The Journal of Hunger and Environmental Nutrition came out with a study in 2013 that showed that adopting a plant based diet has the potential to save the average American household at least $750 a year.

That finding flies in the face of the widely held belief that eating healthy, and particularly eating a plant based diet is expensive.

And it makes sense too that eating mostly plants will save you money because estimates show that meat on the average accounts for as much as 30% of the grocery budget of the average American household.

It therefore makes sense that adopting a meat free or meat restricted diet such as the whole food plant based diet should actually save you money rather than cost you more.

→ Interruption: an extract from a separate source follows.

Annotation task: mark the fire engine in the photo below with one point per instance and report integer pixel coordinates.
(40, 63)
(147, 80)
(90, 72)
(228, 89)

Especially if you choose to keep things simple and just stick with the essentials instead of opting for elaborate meals and treats every time.

But there’s even more good news.

You can save even more money while eating a plant based diet.

Below I show you useful, practical tips to help you cut your healthy food bill even more.

So that you end up spending as little as $50 a week on whole, nourishing, disease curing, healthy plant food while eating your fill.

And you need to do only three things to make that happen.

You’d be amazed at how simple it is.

I also included a list of 20 healthy but cheap plant based foods that you can buy for approximately $1 per unit.

Shopping from that list will make it even easier for you to save even more money ( you’ll find at the end of this article: don’t miss it! )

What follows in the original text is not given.